La chute politique ne vient jamais d’un seul faux pas. Elle procède d’une suite d’erreurs, de signaux ignorés, de colères mal lues. Aziz Akhennouch, homme d’affaires devenu Premier ministre, a confondu la gouvernance d’un pays avec la direction d’un conglomérat. L’exercice du pouvoir exige autre chose qu’une rationalité comptable : il réclame une écoute, une empathie, une conscience du moment. Or, c’est précisément ce qui a manqué. Trois fautes majeures auront scellé son destin politique.



La première, c’est l’arrogance de la majorité absolue.

Rachid BOUFOUS
Rachid BOUFOUS
Akhennouch a cru qu’un Parlement acquis, des mairies contrôlées, des régions verrouillées suffiraient à gouverner un pays. En réalité, cette homogénéité du pouvoir a produit un effet inverse : elle a privé le Maroc de débats, d’équilibres et de respiration démocratique. En écartant la contradiction, en verrouillant les plateaux de télévision, en refusant toute confrontation d’idées, le chef du gouvernement a confondu l’unanimité de façade avec la légitimité populaire. Ce fut la faute originelle. Car un gouvernement sans opposition audible devient sourd. Et la surdité, en politique, est le premier signe de déclin.

La deuxième erreur, plus insidieuse, fut la déconnexion.

Akhennouch a vécu ces derniers mois comme un monarque d’entreprise, entouré de chiffres et de bilans, mais coupé du réel. Les colères de la jeunesse, les angoisses des familles, les appels à la dignité ont glissé sur un pouvoir qui ne sait plus écouter. Les mouvements du 27 et 28 septembre l’ont démontré : la rue n’a plus peur, mais elle n’est plus entendue non plus.
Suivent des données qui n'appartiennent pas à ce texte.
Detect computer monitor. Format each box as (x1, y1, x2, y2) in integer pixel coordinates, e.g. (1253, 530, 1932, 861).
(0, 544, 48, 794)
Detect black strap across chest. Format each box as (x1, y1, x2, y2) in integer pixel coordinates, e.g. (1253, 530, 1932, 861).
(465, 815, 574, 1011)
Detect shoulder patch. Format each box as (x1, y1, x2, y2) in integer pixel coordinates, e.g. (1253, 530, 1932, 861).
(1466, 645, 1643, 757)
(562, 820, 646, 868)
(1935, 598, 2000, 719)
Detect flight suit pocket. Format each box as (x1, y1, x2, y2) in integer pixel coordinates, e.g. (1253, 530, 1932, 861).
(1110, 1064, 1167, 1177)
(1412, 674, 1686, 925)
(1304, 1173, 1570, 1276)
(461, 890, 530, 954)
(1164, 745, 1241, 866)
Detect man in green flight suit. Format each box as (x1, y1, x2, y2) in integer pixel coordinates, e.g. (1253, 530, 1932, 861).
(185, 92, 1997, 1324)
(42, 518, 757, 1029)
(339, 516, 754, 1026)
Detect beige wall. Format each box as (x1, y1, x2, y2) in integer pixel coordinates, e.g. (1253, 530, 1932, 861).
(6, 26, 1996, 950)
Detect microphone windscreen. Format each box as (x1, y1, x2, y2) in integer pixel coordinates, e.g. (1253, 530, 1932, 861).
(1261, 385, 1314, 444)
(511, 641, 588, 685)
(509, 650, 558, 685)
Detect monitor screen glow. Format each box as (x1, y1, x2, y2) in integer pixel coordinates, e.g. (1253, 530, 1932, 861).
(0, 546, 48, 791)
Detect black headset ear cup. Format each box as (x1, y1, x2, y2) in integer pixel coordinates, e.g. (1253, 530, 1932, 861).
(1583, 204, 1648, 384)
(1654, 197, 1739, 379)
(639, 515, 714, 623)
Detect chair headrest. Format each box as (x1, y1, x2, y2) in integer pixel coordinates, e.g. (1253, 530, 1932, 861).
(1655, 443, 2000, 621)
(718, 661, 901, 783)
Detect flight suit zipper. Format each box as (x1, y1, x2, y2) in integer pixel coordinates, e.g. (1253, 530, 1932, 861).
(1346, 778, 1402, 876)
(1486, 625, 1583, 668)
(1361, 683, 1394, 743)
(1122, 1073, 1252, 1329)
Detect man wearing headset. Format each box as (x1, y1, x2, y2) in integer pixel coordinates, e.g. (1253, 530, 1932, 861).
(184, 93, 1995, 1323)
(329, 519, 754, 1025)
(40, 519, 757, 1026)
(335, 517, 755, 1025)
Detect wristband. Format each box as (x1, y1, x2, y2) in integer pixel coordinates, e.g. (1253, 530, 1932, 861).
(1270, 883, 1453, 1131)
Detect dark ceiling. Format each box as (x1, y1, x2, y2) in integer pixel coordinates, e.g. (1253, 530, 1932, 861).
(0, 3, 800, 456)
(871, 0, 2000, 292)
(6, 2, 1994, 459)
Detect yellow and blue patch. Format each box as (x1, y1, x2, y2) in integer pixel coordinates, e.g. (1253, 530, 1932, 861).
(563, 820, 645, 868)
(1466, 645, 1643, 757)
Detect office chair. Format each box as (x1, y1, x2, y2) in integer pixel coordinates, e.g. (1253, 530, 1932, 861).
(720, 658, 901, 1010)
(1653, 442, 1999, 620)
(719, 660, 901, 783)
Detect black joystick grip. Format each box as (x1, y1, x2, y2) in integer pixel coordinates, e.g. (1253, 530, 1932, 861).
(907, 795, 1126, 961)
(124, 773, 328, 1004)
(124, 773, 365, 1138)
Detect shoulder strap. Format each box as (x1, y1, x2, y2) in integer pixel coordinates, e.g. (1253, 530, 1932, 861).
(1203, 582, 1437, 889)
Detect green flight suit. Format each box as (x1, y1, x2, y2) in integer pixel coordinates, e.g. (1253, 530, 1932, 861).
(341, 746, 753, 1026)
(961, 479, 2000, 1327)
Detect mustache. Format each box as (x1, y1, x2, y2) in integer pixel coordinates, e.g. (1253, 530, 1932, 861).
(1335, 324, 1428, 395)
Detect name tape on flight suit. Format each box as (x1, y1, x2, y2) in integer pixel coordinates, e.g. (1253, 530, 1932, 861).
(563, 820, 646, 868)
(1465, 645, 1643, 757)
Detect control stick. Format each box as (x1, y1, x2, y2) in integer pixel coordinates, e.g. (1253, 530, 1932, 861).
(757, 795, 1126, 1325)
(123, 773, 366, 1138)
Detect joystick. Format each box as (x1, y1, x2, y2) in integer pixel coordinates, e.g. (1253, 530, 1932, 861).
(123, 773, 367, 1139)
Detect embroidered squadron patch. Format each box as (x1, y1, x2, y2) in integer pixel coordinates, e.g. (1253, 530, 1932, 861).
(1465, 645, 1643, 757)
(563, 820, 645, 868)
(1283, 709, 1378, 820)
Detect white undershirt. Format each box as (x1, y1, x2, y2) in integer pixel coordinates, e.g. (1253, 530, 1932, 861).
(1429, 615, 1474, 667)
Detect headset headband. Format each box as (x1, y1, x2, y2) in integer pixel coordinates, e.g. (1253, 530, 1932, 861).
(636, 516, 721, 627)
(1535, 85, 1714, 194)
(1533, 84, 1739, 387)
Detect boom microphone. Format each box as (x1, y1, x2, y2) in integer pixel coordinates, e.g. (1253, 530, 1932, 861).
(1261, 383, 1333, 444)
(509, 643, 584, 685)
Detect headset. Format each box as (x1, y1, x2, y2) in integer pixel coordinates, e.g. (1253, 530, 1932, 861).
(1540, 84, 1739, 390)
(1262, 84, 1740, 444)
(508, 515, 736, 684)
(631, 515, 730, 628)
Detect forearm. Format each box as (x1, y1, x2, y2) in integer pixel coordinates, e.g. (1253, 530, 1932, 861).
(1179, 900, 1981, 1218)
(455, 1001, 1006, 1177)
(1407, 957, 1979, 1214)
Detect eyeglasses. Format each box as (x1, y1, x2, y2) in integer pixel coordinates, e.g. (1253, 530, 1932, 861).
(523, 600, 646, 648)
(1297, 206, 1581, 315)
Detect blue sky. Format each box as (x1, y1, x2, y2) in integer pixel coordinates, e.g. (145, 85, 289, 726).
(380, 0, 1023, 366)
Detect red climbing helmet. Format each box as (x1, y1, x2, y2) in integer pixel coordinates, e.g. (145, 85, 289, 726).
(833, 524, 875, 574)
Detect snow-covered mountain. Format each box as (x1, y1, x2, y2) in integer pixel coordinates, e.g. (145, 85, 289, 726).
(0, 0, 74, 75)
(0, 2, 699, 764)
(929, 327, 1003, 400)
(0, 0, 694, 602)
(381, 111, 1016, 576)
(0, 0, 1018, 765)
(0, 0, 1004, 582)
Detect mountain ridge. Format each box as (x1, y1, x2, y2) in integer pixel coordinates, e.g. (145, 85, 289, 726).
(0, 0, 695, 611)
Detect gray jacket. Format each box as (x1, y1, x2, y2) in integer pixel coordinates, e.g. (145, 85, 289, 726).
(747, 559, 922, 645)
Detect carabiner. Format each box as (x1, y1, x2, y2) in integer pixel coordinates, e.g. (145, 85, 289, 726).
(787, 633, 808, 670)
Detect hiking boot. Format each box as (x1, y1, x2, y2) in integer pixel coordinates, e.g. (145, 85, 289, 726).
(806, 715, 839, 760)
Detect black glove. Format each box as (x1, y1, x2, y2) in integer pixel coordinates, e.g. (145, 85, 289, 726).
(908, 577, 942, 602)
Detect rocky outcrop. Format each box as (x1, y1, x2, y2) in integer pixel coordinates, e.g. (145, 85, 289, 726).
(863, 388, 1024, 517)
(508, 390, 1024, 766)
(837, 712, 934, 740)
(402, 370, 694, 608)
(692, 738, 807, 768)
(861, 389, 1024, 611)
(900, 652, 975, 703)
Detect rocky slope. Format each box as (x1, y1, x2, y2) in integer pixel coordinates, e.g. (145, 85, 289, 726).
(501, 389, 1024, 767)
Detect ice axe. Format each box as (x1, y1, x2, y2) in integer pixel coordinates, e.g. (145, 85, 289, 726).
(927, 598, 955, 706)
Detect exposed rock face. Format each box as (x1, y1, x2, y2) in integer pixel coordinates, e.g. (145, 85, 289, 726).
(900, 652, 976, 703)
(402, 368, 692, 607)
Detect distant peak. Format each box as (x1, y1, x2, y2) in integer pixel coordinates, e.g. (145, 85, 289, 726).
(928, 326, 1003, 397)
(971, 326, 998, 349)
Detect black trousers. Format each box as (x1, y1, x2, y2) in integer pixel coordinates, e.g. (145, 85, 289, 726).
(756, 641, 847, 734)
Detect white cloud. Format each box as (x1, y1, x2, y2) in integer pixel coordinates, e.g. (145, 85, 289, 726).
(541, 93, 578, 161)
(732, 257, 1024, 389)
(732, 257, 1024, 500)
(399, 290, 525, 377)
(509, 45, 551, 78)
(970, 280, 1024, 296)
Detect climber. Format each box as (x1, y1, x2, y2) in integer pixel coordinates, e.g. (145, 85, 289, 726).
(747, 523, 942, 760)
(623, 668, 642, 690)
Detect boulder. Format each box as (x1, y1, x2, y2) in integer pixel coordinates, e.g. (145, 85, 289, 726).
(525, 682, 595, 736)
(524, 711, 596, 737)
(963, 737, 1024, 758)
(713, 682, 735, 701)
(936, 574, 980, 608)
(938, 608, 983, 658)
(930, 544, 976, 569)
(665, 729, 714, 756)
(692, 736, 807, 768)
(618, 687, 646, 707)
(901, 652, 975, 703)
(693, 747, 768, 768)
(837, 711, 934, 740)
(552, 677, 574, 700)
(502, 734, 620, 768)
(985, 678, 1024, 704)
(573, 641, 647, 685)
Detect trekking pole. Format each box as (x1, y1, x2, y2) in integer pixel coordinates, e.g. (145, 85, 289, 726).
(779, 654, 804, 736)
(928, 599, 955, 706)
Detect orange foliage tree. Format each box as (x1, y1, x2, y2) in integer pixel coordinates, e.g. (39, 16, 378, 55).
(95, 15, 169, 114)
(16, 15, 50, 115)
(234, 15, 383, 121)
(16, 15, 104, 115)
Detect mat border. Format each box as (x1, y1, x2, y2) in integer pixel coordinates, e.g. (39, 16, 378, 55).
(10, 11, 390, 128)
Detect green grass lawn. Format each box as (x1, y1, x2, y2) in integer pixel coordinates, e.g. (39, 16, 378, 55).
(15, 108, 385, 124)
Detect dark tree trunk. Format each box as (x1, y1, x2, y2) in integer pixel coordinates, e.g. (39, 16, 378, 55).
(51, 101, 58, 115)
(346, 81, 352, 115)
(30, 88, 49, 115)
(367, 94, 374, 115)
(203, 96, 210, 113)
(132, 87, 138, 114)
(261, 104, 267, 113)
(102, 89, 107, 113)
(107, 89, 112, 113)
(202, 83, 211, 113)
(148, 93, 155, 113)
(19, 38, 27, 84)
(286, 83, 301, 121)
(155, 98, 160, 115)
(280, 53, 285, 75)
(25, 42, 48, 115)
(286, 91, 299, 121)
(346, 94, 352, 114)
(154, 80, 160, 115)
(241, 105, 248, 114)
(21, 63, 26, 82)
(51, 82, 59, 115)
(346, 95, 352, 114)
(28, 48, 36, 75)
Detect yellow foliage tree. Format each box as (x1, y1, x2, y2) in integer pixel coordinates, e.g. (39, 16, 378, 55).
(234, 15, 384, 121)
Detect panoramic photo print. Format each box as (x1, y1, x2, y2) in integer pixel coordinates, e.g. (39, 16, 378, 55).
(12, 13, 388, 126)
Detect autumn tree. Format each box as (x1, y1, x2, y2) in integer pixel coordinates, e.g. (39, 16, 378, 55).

Au lieu d’y voir un signal, le gouvernement y a vu une menace. Or, gouverner, ce n’est pas sécuriser, c’est comprendre. Le Maroc d’aujourd’hui n’est pas celui des années 2000 : il est plus connecté, plus lucide, plus impatient. L’ère du pouvoir vertical est terminée. Et Akhennouch ne l’a pas vu venir.

La troisième erreur est psychologique.

Elle tient à une forme de paranoïa du pouvoir, comparable à celle de Charles Foster Kane dans le film d’Orson Welles. Comme le magnat solitaire de Citizen Kane, Akhennouch a cru que l’image, la communication et la maîtrise du récit suffiraient à gouverner. Il a bâti des écrans, des slogans, des publicités, mais le réel finit toujours par fissurer le miroir.

Derrière le storytelling, le Maroc a vu la hausse des prix, la dégradation des services publics, la fuite des jeunes talents, et surtout, un sentiment d’abandon. Plus le gouvernement contrôlait sa communication, plus il perdait sa crédibilité. Plus il se fermait, plus il s’isolait. La paranoïa du contrôle total a engendré une perte de confiance totale.

Ainsi s’écrit la fin politique d’Aziz Akhennouch :

Non pas comme une chute brutale, mais comme un lent effacement. Les erreurs de stratégie, de perception et de psychologie ont formé un cercle vicieux où l’autorité se délite sans qu’elle s’en rende compte. Le Premier ministre aurait pu être le réformateur du Maroc post-pandémique, celui qui redonne souffle à la classe moyenne, confiance à la jeunesse, vision au pays. Il aura été, au contraire, le symbole d’un pouvoir qui s’écoute parler pendant que le peuple s’éteint. Et comme dans Citizen Kane, il restera, dans la mémoire politique, une image poignante : celle d’un homme qui possédait tout sauf l’essentiel : la capacité d’entendre le murmure du peuple.